For the upcoming summer, I’ve decided to begin a three part technical tools and formulas coverage series. For part one, I’ll be discussing the S&P Short-Range Oscillator. Often touted by CNBC host Jim Cramer, the S&P Short-Range Oscillator is “a market measure tool that generally aims to determine whether the U.S. domestic equity market has been overvalued or overbought.”
In order to read the provided data, first understand that a value of 50% for the S&P Short-Range Oscillator is what’s considered “part” or “neutral.” On the product’s website, the description lists that “When the Oscillator reaches a value of “+4%” (meaning 4% above par, or 54%), the market is technically said to be in an “overbought” position. Markets in this standing may be considered as being poised for a downward correction. By contrast, Oscillator values falling to levels below 50% may be indicative of a trend in the opposite direction. An Oscillator value reaching “-4%” (meaning 4% below par, or 46%) is a technical indication of an “oversold” market, which may set the stage for a rally.”

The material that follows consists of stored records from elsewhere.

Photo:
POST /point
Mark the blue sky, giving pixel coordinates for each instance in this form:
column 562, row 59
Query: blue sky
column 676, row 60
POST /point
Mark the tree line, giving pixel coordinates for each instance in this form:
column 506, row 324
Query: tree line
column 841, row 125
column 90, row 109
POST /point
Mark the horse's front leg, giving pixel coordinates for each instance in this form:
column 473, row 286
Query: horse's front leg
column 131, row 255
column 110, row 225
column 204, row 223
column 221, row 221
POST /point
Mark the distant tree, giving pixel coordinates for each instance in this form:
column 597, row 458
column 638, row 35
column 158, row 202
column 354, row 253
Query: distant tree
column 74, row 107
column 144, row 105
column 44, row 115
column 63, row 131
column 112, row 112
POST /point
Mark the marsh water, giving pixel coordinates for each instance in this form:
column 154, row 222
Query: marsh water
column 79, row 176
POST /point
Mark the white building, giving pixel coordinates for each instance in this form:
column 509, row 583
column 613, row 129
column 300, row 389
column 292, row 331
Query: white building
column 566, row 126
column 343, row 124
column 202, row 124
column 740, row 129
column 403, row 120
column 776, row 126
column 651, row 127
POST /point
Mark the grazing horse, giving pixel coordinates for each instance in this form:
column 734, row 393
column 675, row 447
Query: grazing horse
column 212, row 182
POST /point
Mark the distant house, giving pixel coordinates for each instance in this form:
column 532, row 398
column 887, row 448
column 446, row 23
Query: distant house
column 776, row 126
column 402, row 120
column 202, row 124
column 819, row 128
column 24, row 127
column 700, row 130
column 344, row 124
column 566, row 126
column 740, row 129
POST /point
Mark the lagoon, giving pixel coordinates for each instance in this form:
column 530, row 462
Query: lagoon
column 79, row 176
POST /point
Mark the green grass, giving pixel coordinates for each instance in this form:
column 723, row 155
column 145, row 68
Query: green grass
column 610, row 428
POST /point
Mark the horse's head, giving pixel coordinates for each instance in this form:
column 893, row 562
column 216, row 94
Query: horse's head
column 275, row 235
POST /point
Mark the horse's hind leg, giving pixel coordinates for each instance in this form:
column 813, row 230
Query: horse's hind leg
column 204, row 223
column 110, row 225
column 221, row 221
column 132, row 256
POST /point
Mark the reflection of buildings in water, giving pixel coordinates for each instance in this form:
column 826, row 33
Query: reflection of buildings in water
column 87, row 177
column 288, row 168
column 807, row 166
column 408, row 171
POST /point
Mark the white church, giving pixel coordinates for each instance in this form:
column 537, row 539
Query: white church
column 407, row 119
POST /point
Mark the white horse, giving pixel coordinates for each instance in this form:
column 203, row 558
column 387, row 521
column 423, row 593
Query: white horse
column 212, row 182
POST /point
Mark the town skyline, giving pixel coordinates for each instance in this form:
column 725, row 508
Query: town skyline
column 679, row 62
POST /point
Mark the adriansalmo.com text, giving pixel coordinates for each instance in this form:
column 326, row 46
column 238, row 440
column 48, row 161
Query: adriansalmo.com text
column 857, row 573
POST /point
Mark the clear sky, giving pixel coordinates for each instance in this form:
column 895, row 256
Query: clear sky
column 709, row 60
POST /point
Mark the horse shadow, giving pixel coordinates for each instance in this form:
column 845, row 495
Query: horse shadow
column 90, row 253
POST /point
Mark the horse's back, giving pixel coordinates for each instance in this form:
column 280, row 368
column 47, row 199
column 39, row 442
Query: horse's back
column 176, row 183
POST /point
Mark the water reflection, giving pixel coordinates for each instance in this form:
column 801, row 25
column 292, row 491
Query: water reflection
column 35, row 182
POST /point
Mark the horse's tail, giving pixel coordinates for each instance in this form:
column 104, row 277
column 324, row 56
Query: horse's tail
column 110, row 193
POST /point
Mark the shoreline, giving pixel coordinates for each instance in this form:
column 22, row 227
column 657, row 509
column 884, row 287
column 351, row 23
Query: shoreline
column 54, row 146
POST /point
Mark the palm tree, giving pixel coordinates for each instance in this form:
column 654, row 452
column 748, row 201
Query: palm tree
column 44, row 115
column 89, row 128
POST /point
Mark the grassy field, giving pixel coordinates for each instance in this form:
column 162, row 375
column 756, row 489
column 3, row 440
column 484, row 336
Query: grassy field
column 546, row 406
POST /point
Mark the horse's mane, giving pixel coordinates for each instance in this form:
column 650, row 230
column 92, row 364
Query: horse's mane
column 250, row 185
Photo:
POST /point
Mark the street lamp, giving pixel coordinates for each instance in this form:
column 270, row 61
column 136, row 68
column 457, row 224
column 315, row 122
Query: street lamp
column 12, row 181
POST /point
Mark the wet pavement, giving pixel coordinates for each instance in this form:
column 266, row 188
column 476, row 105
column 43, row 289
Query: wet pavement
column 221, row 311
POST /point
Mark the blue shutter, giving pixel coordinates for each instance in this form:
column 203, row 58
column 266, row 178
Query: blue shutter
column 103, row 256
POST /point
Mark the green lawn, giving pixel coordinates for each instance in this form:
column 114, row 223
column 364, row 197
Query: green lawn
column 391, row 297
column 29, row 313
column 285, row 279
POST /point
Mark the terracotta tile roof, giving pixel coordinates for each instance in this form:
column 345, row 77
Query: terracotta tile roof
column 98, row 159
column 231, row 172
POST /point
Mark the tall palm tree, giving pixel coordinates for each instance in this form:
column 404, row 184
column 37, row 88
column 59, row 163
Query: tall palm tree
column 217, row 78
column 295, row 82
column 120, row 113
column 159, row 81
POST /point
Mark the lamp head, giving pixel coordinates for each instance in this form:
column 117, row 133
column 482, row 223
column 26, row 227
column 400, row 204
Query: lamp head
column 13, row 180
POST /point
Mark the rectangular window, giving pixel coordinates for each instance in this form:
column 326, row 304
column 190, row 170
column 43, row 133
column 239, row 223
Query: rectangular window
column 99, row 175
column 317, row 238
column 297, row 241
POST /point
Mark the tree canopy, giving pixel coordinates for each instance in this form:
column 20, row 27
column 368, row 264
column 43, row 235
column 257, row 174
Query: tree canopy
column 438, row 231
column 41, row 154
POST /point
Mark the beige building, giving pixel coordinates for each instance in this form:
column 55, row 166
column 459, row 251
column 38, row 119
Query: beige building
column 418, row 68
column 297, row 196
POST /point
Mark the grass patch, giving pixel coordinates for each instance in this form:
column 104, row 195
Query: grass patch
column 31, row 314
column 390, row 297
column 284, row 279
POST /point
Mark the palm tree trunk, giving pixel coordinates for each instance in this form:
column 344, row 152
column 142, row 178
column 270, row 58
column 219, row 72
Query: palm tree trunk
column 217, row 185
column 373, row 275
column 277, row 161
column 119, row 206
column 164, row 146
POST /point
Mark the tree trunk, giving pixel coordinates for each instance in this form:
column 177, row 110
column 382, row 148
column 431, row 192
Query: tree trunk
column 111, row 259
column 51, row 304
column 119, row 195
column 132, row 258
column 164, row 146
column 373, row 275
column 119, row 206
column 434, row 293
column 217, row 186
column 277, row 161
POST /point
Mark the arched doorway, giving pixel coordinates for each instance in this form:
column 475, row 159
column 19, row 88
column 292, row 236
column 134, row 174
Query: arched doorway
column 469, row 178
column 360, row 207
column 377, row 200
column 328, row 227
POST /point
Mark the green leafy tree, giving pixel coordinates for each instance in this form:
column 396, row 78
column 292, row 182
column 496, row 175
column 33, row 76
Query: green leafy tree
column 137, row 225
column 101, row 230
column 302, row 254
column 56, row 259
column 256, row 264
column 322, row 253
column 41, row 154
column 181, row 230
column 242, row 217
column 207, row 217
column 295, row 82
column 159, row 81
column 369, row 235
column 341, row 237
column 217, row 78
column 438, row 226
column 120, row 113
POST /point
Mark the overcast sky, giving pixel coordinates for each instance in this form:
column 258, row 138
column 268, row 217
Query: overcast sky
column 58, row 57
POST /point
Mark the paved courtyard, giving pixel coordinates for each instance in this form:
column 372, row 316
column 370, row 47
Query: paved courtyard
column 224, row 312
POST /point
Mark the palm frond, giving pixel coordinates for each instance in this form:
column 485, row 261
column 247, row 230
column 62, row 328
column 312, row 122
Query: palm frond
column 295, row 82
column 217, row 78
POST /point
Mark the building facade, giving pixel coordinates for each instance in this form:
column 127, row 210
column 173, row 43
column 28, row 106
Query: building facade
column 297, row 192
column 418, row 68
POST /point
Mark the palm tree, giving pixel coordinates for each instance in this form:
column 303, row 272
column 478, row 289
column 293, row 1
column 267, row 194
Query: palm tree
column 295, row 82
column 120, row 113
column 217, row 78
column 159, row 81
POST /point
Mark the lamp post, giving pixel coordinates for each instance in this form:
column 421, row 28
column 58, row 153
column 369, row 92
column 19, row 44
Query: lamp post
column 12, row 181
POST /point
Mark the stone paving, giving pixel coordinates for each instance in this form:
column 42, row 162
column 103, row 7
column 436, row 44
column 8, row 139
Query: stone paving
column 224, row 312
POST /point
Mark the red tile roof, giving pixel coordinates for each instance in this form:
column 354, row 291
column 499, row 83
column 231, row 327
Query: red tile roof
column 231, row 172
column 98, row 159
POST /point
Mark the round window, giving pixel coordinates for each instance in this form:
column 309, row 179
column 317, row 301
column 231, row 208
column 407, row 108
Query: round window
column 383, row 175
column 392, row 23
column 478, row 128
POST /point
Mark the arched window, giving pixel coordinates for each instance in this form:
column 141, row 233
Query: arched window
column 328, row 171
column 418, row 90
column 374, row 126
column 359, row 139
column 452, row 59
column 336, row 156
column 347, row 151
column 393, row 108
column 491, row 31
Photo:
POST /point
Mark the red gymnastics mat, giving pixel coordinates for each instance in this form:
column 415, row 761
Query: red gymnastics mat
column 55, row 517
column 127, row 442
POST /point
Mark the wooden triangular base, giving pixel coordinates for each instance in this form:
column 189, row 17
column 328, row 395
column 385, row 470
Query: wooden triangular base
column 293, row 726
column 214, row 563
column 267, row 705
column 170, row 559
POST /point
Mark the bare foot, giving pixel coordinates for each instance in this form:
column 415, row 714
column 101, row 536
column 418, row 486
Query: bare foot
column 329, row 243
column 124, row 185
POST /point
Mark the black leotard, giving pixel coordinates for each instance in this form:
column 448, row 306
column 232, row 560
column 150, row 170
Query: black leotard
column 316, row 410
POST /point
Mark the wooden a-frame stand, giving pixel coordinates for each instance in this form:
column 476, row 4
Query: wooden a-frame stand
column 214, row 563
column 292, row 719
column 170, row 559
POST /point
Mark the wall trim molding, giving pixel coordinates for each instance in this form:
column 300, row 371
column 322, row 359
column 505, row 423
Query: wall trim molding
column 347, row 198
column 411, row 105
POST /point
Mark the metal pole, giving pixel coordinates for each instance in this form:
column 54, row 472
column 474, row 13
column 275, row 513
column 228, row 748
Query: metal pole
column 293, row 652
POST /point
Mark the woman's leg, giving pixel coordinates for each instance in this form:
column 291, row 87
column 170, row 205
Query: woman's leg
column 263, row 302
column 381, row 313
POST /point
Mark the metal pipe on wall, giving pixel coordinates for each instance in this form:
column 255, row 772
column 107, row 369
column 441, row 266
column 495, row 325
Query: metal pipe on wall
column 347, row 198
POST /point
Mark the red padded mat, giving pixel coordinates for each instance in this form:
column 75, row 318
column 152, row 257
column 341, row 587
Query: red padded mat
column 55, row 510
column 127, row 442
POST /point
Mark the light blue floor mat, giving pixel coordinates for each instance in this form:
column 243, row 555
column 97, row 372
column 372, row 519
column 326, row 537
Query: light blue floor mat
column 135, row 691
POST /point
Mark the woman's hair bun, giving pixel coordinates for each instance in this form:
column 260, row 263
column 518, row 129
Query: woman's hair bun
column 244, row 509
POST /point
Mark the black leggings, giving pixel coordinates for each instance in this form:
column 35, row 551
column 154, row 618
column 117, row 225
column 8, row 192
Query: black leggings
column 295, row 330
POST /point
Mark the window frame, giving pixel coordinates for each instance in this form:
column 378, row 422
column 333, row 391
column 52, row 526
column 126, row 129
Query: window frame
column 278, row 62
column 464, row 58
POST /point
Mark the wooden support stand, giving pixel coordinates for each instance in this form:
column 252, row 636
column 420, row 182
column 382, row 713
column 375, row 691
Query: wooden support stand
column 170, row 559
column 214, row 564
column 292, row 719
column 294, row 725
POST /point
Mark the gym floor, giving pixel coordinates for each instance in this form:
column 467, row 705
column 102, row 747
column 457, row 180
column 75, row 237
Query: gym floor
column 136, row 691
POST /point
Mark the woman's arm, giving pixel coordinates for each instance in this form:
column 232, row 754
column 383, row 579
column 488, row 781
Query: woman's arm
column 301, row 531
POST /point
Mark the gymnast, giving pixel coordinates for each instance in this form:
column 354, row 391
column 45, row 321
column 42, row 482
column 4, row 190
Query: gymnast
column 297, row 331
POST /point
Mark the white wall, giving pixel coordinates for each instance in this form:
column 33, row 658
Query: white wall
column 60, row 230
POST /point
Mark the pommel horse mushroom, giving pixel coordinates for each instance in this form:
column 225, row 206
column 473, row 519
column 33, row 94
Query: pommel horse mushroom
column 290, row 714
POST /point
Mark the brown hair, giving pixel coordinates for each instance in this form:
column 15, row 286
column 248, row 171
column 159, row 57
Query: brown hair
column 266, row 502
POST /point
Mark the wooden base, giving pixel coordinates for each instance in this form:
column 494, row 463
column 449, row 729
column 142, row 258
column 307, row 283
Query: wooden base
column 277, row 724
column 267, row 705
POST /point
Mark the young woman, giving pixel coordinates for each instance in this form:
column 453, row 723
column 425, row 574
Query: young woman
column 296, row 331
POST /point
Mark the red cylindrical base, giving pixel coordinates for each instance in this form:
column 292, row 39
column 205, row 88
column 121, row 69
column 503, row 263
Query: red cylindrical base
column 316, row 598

Rather than fret over -4% or +4% changes, since I typically hold a mix of long/short equities, I like to use the S&P Short-Range Oscillator as a measurement or indication of extreme market conditions. Typically the consensus is that +5% start to look to sell, +10% sell, while -5% start to look to buy and -10% buy. All and all, the S&P Short-Range Oscillator is not a tool I fret daily over, it’s more useful to day-traders, but I do find it useful to evaluate potential buying opportunities for my portfolio (i.e early January of 2019). Lastly, I’ll note that the S&P Short-Range Oscillator is an individual tool and like a hammer, you need nails, wood and a bunch of other equipment to get the job done. Don’t solely rely on it for all of your market decisions, but don’t be afraid to let it aid you along the way.